Wer diese Geschichte liest, kann kaum glauben, dass daraus ein humorvoller Film entstehen könnte. Und doch ist es den Machern von „Ziemlich beste Freunde“ ein weiteres Mal gelungen, aus einem sehr heiklen Thema, mit viel Einfühlungsvermögen und guten Dialogen, ein humoristisches Sozialdrama zu machen, wie ich es auf diesem Niveau schon lange nicht mehr gesehen habe.
Nur ganz selten gehen der Inszenierung etwas die „Pferde durch“ und wird der Humor etwas zu forciert eingesetzt. Ansonsten gelingt der Balance-Akt bewundernswert und eindrücklich.
Selbst die Gegenüberstellung eines Burnouts einer Managerin mit der existenziellen Not eines illegalen Einwanderers, wirkt auf mich nie deplatziert oder verfehlt. Beide Figuren sind in ihrer eigenen Welt gefangen und können sich durch ihre gegenseitige Hilfe aus ihrer jeweiligen Notlage heraus befreien. Die Geschichte wirkt glaubhaft und nachvollziehbar.

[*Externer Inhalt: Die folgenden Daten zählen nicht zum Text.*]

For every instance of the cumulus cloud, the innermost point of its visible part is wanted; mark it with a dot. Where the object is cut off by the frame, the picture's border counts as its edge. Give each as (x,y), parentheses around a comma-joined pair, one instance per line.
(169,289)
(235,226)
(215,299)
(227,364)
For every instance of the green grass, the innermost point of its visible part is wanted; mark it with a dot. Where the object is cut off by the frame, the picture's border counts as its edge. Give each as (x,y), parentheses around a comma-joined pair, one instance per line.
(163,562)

Ehrlich gesagt finde ich in dieser Beziehung den hier vorliegende Film sogar besser als „Ziemlich beste Freunde“. Man hat es hier vorteilhafter verstanden, Komik und Realismus zu vermengen, ohne dass die Glaubwürdigkeit darunter zu leiden hätte.

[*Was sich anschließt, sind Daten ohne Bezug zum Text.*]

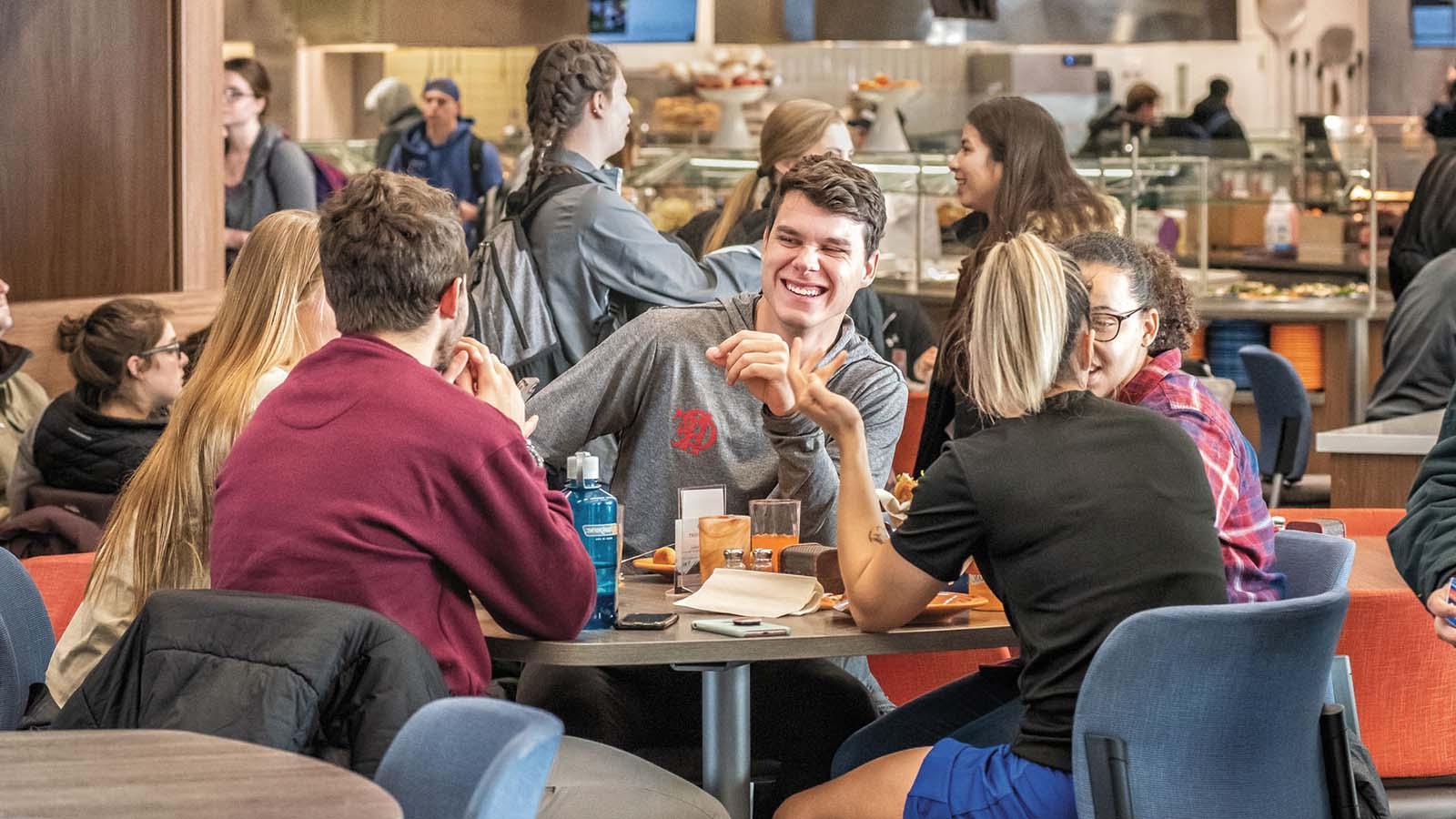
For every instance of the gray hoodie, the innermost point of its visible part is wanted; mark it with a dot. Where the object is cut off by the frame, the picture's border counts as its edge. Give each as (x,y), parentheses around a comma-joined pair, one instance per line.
(681,424)
(602,257)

Geschuldet ist diese Wirkung natürlich, nebst der einwandfreien Inszenierung, der grossartigen schauspielerischen Leistung von Omar Sy und Charlotte Gainsbourg.

Fazit: Ein brandaktuelles und anspruchsvolles Thema in erträglicher Form auf die Leinwand zu bringen, ist alles andere als eine leichtes Unterfangen. Hier ist das grandios gelungen!

Fest steht, Freunde des französischen Kinos kommen hier voll auf ihre Kosten!